NOTICE OF SPECIAL GENERAL MEETING

NOTICE IS HEREBY GIVEN that a special general meeting (the “ Special General Meeting ”) of Realord Group Holdings Limited (the “ Company ”) will be held at 3:00 p.m. on Friday, 5 August 2016 at Capital Conference Services Limited at Suite 2418, 24/F, Jardine House, 1 Connaught Place, Central, Hong Kong for the purpose of considering and, if thought fit, passing with or without modification the following resolution as an ordinary resolution of the Company:

ORDINARY RESOLUTION

THAT :

  • (a) the promoters’ agreement (the “ Promoters’ Agreement ”) dated 23 May 2016 entered into between Realord Manureen Securities Limited (“ Realord Manureen Securities ”), 廣東粵財 投資控股有限公司 (Guangdong Yuechai Investment Holdings Limited), 深圳市泓景投資 有限公司 (Shenzhen Hongjin Investment Company Limited), 保利物業管理有限公司 (Poly Property Management Company Limited), Karl-Thomson Securities Company Limited and Eternal Pearl Securities Limited as co-promoters in relation to, among other things, the formation of 粵港證券股份有限公司 (Yuegang Securities Company Limited) (the “ JV Securities Company ”), and the subscription of 350,000,000 shares of the JV Securities Company by Realord Manureen Securities at the consideration of RMB350,000,000 upon the terms and subject to the conditions set out in the Promoters’ Agreement (the “ Subscription ”) (a copy of which has been produced at the Meeting and marked “A” and initialed by the Chairman of the Meeting for identification purpose), and the transactions contemplated thereunder, be and are hereby ratified, approved and confirmed; and

  • (b) any one director of the Company (the “ Director ”) be and is hereby authorised for and on behalf of the Company to execute all such other documents, instruments and agreements and to do all such acts or things deemed by him/her to be necessary, desirable or expedient, incidental to, ancillary to or in connection with or otherwise to give effect to the Subscription, the matters contemplated in or relating to the Promoters’ Agreement and the transactions contemplated thereunder.”
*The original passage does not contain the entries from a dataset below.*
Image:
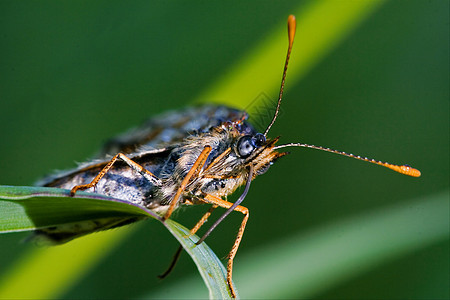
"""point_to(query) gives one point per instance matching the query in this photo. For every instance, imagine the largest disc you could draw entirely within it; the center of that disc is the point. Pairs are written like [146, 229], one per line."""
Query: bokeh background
[76, 73]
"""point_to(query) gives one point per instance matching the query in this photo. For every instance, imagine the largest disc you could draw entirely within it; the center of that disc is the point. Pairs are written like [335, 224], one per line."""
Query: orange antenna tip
[405, 169]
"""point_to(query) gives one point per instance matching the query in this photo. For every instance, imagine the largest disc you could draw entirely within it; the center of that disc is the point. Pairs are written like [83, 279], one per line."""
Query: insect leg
[201, 160]
[135, 166]
[225, 204]
[180, 248]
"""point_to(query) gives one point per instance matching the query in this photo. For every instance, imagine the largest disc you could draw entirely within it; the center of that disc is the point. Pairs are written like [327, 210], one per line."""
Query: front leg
[198, 164]
[225, 204]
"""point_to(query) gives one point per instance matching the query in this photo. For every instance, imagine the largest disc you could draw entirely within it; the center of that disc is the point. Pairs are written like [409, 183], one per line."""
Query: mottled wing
[170, 128]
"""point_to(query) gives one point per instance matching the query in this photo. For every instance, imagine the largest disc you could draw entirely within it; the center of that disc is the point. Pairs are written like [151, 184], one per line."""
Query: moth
[193, 156]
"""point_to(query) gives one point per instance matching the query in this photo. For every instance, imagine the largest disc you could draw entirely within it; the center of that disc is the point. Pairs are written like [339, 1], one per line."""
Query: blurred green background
[76, 73]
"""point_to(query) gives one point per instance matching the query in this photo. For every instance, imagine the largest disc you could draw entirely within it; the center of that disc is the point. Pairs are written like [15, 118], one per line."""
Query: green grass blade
[346, 19]
[307, 264]
[28, 208]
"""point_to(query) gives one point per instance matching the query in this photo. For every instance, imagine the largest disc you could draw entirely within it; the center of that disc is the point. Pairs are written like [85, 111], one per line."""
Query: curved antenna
[291, 33]
[403, 169]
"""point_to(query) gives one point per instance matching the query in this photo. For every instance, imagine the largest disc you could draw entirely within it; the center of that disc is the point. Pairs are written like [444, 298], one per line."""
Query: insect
[193, 156]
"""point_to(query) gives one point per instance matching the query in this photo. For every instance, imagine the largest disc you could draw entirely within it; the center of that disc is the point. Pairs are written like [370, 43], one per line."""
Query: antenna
[404, 169]
[291, 33]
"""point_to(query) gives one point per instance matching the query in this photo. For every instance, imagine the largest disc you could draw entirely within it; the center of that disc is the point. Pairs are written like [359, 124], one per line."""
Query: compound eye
[259, 139]
[245, 146]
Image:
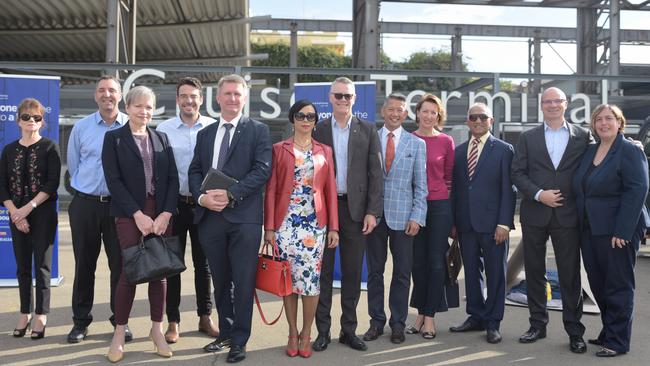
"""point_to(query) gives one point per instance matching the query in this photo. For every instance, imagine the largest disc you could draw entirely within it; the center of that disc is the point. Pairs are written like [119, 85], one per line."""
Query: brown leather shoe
[172, 334]
[207, 326]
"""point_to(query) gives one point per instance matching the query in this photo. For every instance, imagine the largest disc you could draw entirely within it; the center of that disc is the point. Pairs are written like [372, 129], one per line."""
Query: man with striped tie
[483, 203]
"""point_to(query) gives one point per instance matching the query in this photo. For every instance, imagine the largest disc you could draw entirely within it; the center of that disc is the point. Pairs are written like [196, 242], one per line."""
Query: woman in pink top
[431, 292]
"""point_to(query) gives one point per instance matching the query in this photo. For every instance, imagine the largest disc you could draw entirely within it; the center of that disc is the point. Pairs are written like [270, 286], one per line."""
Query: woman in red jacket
[300, 215]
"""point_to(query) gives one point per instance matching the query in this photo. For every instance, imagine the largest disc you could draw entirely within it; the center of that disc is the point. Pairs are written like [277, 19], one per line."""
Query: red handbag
[273, 276]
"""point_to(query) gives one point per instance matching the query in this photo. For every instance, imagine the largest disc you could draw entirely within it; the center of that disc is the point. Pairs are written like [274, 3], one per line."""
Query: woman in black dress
[30, 168]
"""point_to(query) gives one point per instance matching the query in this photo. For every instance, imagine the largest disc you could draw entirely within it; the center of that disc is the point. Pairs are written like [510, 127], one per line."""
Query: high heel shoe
[38, 335]
[160, 352]
[302, 351]
[292, 352]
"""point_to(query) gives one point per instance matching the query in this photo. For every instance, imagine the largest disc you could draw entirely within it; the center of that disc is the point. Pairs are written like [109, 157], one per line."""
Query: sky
[480, 53]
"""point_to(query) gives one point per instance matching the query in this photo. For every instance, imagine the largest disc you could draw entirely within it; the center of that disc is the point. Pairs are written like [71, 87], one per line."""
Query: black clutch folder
[216, 179]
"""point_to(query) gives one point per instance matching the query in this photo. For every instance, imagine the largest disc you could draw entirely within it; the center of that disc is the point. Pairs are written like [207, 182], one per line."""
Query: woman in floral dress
[300, 215]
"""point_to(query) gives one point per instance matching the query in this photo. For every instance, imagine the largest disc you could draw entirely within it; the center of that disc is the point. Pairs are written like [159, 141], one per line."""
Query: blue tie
[225, 143]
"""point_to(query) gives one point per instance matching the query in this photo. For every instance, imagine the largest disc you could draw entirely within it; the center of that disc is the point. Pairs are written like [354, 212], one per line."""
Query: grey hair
[232, 78]
[342, 80]
[487, 109]
[140, 91]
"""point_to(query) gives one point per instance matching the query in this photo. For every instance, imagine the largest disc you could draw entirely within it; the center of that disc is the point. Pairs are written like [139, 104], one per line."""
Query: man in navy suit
[230, 220]
[405, 210]
[483, 203]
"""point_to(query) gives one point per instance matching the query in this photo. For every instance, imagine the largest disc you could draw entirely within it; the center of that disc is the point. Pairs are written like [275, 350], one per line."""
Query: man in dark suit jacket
[545, 159]
[483, 203]
[359, 184]
[230, 220]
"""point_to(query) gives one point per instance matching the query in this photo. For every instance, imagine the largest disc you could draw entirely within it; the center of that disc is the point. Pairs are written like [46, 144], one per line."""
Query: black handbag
[454, 262]
[154, 258]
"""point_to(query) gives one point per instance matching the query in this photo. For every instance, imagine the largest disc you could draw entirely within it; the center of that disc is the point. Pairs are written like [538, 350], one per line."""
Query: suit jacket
[486, 200]
[280, 186]
[532, 170]
[124, 172]
[365, 184]
[248, 160]
[615, 190]
[405, 185]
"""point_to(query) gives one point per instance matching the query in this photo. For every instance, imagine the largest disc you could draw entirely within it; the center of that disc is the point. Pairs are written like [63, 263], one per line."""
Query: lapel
[354, 135]
[539, 139]
[127, 139]
[487, 150]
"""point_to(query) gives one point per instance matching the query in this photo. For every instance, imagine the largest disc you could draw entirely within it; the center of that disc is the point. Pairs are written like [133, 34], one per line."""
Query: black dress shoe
[218, 345]
[321, 342]
[493, 336]
[606, 352]
[353, 341]
[77, 334]
[532, 335]
[467, 326]
[397, 336]
[577, 344]
[373, 333]
[237, 353]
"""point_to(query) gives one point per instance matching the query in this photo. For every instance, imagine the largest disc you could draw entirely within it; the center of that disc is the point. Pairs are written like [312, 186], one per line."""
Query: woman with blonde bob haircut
[611, 185]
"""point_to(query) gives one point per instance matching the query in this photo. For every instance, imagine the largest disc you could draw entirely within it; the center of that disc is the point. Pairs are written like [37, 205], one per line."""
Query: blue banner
[364, 108]
[13, 89]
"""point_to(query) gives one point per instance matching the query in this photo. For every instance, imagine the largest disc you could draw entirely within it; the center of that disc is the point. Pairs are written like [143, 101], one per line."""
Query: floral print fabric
[299, 239]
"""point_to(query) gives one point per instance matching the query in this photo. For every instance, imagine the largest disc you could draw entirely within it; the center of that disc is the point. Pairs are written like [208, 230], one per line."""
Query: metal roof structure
[195, 32]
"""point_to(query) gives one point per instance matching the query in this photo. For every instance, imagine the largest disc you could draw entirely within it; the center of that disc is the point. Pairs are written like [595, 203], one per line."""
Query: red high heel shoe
[292, 352]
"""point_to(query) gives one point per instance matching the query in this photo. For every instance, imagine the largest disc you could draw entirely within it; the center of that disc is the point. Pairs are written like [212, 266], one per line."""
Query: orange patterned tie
[390, 151]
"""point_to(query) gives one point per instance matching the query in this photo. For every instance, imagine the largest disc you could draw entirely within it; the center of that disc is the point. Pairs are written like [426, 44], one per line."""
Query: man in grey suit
[359, 185]
[542, 168]
[405, 210]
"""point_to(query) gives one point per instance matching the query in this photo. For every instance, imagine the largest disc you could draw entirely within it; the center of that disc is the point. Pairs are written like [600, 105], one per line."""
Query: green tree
[308, 56]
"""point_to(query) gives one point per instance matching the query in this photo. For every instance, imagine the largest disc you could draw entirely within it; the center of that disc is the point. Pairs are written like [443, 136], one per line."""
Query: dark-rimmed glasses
[26, 117]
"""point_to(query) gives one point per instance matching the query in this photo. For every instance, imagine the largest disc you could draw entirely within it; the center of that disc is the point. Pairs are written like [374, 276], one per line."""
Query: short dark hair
[297, 106]
[191, 81]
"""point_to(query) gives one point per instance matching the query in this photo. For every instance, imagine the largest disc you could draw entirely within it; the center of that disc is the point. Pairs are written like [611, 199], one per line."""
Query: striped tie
[472, 159]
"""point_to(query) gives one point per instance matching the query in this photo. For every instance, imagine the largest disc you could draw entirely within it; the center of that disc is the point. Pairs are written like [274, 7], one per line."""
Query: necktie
[390, 151]
[225, 143]
[472, 159]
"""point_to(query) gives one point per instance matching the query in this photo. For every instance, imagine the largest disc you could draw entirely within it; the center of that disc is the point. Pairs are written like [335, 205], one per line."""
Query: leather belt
[102, 199]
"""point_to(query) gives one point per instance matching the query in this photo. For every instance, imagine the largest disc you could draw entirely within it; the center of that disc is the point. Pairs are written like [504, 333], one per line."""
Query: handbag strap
[259, 307]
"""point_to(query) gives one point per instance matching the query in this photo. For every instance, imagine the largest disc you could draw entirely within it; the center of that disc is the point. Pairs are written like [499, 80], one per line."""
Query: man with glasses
[542, 169]
[181, 131]
[405, 210]
[90, 221]
[483, 203]
[359, 184]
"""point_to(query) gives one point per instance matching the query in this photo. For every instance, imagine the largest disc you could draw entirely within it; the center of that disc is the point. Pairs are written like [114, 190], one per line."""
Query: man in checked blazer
[405, 207]
[483, 203]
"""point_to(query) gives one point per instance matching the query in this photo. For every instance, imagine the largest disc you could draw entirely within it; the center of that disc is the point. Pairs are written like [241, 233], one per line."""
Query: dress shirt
[384, 139]
[220, 133]
[341, 137]
[85, 153]
[556, 142]
[183, 140]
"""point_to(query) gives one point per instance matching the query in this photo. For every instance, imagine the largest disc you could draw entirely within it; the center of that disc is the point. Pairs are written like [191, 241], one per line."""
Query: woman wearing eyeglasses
[431, 292]
[29, 177]
[300, 215]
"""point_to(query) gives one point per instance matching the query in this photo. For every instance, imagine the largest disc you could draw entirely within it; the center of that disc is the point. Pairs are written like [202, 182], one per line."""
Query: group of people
[333, 183]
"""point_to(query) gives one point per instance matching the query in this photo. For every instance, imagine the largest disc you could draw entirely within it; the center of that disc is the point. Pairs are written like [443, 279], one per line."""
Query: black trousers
[352, 246]
[37, 243]
[231, 250]
[91, 224]
[182, 224]
[566, 244]
[401, 249]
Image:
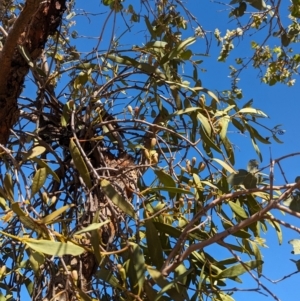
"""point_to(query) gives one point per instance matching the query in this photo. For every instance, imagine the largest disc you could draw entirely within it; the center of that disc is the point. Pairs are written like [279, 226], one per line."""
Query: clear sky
[279, 102]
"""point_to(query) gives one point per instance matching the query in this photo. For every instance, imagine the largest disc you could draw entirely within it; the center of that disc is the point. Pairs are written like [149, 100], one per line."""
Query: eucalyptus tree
[117, 172]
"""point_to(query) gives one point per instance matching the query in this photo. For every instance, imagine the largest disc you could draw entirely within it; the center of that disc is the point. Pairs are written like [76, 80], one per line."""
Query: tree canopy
[118, 173]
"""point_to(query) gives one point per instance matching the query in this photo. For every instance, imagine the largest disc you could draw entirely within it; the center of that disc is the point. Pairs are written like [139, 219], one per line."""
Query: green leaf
[50, 218]
[205, 123]
[225, 165]
[253, 112]
[258, 4]
[38, 180]
[258, 256]
[108, 277]
[53, 248]
[80, 164]
[239, 269]
[243, 177]
[297, 262]
[154, 245]
[8, 186]
[41, 163]
[238, 209]
[166, 180]
[164, 284]
[34, 152]
[136, 269]
[117, 199]
[67, 109]
[168, 189]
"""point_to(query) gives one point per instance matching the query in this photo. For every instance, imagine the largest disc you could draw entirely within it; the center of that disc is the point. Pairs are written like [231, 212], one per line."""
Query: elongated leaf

By Order of the Board Realord Group Holdings Limited Lin Xiaohui Chairman

Hong Kong, 20 July 2016

  • For identification purpose only

SGM-1

NOTICE OF SGM

Registered office: Clarendon House 2 Church Street Hamilton HM 11 Bermuda

Head office and principal place of business in Hong Kong: Suites 2403-2410 24/F, Jardine House 1 Connaught Place Central, Hong Kong

Notes:

  1. A member entitled to attend and vote at the Meeting convened by the above notice is entitled to appoint one or more proxy to attend and, subject to the provisions of the bye-laws of the Company, to vote on his behalf. A proxy need not be a member of the Company but must be present in person at the Meeting to represent the member. If more than one proxy is so appointed, the appointment shall specify the number and class of shares in respect of which each such proxy is so appointed.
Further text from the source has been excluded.